In tandem with these changes, the government began integrating the national philosophy of Malay Islamic Monarchy (MIB) into the education system. In October 1984, just months after full independence, 400 teachers underwent specialised training to teach MIB-related content, including Islam, Malay customs, and national values. Then-minister of education Abdul Aziz Umar underlined the importance of embedding MIB across all levels of society, positioning it as a core element of Bruneian identity. By 1985, MIB was formally articulated as a national philosophy for all citizens, regardless of race or religion. The education system was structured around three guiding principles: Islamisation of knowledge, MIB, and bilingualism.

== National Education System for the 21st Century ==
Abdul Rahman Taib oversaw significant reforms in the development and implementation of the 2007–2011 Ministry of Education (MoE) Strategic Plan, most notably introducing the 21st Century Sistem Pendidikan Negara Abad ke-21 (SPN21). In 2008, he introduced a mandatory nine-year education plan and a 12-year education programme for all Bruneians and permanent residents, emphasising multiple pathways to higher education and a holistic, character-focused approach to learning. He also oversaw the establishment of Sultan Sharif Ali Islamic University in 2007, restructured the MoE to include a Permanent Secretary and Division for Tertiary Education, upgraded the Sultan Hassanal Bolkiah Institute of Education to a graduate school, and transformed the nursing college into the Institute of Health Sciences. Additionally, he contributed to updating the Teachers Service Scheme to better align with evolving national education goals.

The goal of the SPN21 is to enhance the quality of education by offering curriculum and assessment, a flexible structure that allows for multiple pathways to higher education, and enough infrastructure to support skill development.
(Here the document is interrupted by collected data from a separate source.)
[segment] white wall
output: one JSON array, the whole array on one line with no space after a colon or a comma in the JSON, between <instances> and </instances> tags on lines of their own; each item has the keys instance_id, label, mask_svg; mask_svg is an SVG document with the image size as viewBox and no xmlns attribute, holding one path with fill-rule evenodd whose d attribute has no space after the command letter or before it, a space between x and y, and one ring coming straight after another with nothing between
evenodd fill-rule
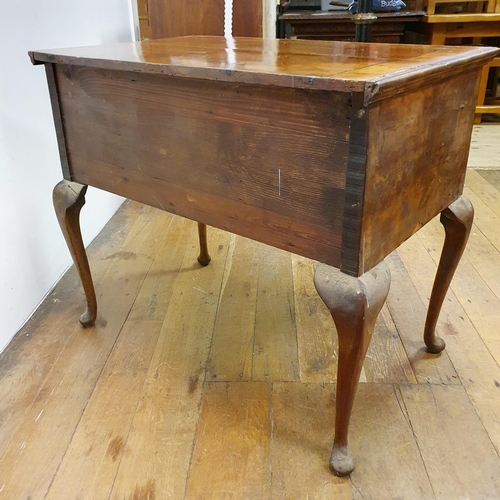
<instances>
[{"instance_id":1,"label":"white wall","mask_svg":"<svg viewBox=\"0 0 500 500\"><path fill-rule=\"evenodd\" d=\"M71 264L52 207L62 179L43 66L28 50L130 41L128 0L0 0L0 350ZM90 242L123 200L89 188Z\"/></svg>"}]
</instances>

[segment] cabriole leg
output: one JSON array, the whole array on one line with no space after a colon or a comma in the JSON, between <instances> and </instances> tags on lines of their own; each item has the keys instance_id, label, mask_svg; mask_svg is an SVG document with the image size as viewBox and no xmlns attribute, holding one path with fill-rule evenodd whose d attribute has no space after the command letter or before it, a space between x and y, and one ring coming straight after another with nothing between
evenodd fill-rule
<instances>
[{"instance_id":1,"label":"cabriole leg","mask_svg":"<svg viewBox=\"0 0 500 500\"><path fill-rule=\"evenodd\" d=\"M325 264L316 268L314 284L330 310L339 337L335 440L330 457L330 468L337 476L346 476L354 469L347 447L349 419L366 350L390 282L384 261L359 278Z\"/></svg>"},{"instance_id":2,"label":"cabriole leg","mask_svg":"<svg viewBox=\"0 0 500 500\"><path fill-rule=\"evenodd\" d=\"M198 262L202 266L208 266L210 261L210 255L208 253L208 243L207 243L207 225L198 222L198 234L200 236L200 255L198 256Z\"/></svg>"},{"instance_id":3,"label":"cabriole leg","mask_svg":"<svg viewBox=\"0 0 500 500\"><path fill-rule=\"evenodd\" d=\"M441 224L444 226L445 239L441 259L432 287L427 319L425 320L424 341L427 350L441 352L446 344L436 335L436 324L446 292L469 239L474 207L465 196L461 196L441 212Z\"/></svg>"},{"instance_id":4,"label":"cabriole leg","mask_svg":"<svg viewBox=\"0 0 500 500\"><path fill-rule=\"evenodd\" d=\"M64 180L56 185L53 192L57 220L80 275L87 299L87 310L80 316L80 323L84 328L93 326L97 316L94 284L80 231L80 210L85 205L86 191L87 186Z\"/></svg>"}]
</instances>

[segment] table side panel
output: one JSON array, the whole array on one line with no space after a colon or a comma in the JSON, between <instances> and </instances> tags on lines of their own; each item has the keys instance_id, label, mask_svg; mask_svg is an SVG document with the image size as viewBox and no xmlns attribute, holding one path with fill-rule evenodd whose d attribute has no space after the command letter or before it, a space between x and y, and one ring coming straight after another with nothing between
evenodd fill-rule
<instances>
[{"instance_id":1,"label":"table side panel","mask_svg":"<svg viewBox=\"0 0 500 500\"><path fill-rule=\"evenodd\" d=\"M348 94L56 74L75 181L339 266Z\"/></svg>"},{"instance_id":2,"label":"table side panel","mask_svg":"<svg viewBox=\"0 0 500 500\"><path fill-rule=\"evenodd\" d=\"M71 171L68 164L68 155L66 150L66 138L64 134L64 125L61 115L61 106L59 103L59 91L55 75L55 65L45 64L45 75L47 76L47 85L49 88L50 104L52 106L52 117L56 129L57 146L59 149L59 158L61 168L65 179L71 180Z\"/></svg>"},{"instance_id":3,"label":"table side panel","mask_svg":"<svg viewBox=\"0 0 500 500\"><path fill-rule=\"evenodd\" d=\"M370 109L360 274L462 193L478 83L475 69Z\"/></svg>"}]
</instances>

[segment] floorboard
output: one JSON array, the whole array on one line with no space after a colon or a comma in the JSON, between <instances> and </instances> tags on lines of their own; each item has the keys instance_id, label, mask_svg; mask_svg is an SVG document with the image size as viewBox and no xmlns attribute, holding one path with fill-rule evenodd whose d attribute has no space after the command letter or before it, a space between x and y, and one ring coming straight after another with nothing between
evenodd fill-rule
<instances>
[{"instance_id":1,"label":"floorboard","mask_svg":"<svg viewBox=\"0 0 500 500\"><path fill-rule=\"evenodd\" d=\"M469 153L469 167L500 170L498 123L485 123L474 127Z\"/></svg>"}]
</instances>

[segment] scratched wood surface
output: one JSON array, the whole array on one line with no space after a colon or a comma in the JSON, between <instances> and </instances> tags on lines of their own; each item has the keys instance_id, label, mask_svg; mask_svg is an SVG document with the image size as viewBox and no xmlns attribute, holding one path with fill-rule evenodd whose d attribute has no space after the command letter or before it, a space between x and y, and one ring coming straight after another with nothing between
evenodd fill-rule
<instances>
[{"instance_id":1,"label":"scratched wood surface","mask_svg":"<svg viewBox=\"0 0 500 500\"><path fill-rule=\"evenodd\" d=\"M341 94L66 66L57 74L75 181L338 265Z\"/></svg>"},{"instance_id":2,"label":"scratched wood surface","mask_svg":"<svg viewBox=\"0 0 500 500\"><path fill-rule=\"evenodd\" d=\"M314 262L211 229L201 268L195 223L126 202L89 248L95 329L70 269L0 355L0 499L500 498L498 170L466 193L441 355L422 342L439 222L387 259L349 479L327 468L337 340Z\"/></svg>"},{"instance_id":3,"label":"scratched wood surface","mask_svg":"<svg viewBox=\"0 0 500 500\"><path fill-rule=\"evenodd\" d=\"M425 95L420 99L417 91L403 94L382 102L370 114L369 130L378 140L370 143L366 172L365 270L460 195L475 106L471 96L476 93L478 76L478 72L463 74L453 83L443 81L419 89ZM443 105L440 110L438 103ZM398 114L397 109L408 110L411 118ZM443 115L453 127L443 122ZM425 130L422 123L427 124ZM400 154L403 144L412 145L404 155ZM433 153L429 155L429 151ZM397 186L397 194L389 186Z\"/></svg>"}]
</instances>

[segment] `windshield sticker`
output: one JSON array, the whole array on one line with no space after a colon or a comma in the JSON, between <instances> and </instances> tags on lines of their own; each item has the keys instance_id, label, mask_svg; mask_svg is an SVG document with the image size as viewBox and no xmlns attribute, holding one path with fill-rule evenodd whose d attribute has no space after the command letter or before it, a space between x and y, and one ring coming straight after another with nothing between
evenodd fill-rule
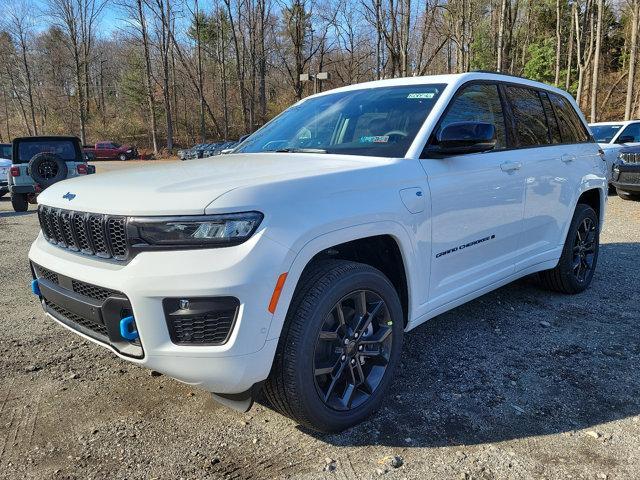
<instances>
[{"instance_id":1,"label":"windshield sticker","mask_svg":"<svg viewBox=\"0 0 640 480\"><path fill-rule=\"evenodd\" d=\"M407 95L407 98L433 98L435 97L435 93L433 92L429 92L429 93L410 93L409 95Z\"/></svg>"},{"instance_id":2,"label":"windshield sticker","mask_svg":"<svg viewBox=\"0 0 640 480\"><path fill-rule=\"evenodd\" d=\"M372 135L360 137L360 143L387 143L389 135Z\"/></svg>"}]
</instances>

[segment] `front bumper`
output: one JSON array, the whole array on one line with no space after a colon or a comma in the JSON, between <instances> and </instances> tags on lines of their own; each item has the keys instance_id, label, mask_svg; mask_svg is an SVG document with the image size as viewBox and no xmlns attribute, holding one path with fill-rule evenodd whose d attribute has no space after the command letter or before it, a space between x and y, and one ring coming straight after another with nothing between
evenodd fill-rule
<instances>
[{"instance_id":1,"label":"front bumper","mask_svg":"<svg viewBox=\"0 0 640 480\"><path fill-rule=\"evenodd\" d=\"M123 359L182 382L216 393L240 393L269 375L278 339L267 341L272 319L267 308L288 252L258 232L235 247L143 252L123 264L61 249L40 234L29 259L58 275L121 293L135 318L141 354L136 358L130 349L123 349L124 342L114 342L111 334L106 340L97 338L47 311L67 328L109 347ZM163 301L183 297L239 300L226 343L185 345L172 341Z\"/></svg>"},{"instance_id":2,"label":"front bumper","mask_svg":"<svg viewBox=\"0 0 640 480\"><path fill-rule=\"evenodd\" d=\"M611 183L625 192L640 192L640 163L616 163Z\"/></svg>"}]
</instances>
The roll out is done in phases, with a group of pupils who completed the 2007 Primary School Examination (PSR) starting the in-between or transitional stage in 2008 at the secondary level. SPN21 was fully implemented at the primary level in 2011 after being partially implemented for Year 1 and Year 4 pupils in 2009.
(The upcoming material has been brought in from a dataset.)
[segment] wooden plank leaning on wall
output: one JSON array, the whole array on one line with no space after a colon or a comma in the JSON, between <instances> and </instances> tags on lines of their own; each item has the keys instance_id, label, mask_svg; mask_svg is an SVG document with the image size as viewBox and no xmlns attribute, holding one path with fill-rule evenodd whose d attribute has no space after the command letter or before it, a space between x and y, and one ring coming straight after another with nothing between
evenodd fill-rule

With a completion date of 2015, the SPN21 initiative significantly altered Brunei's educational framework. Its main objective was raising educational standards by using a dynamic, relevant, and well-balanced curriculum that was in line with Wawasan Brunei 2035. Specialised programs including gifted kids' special education and pupils with physical, mental, or learning disabilities' special education were part of the reform.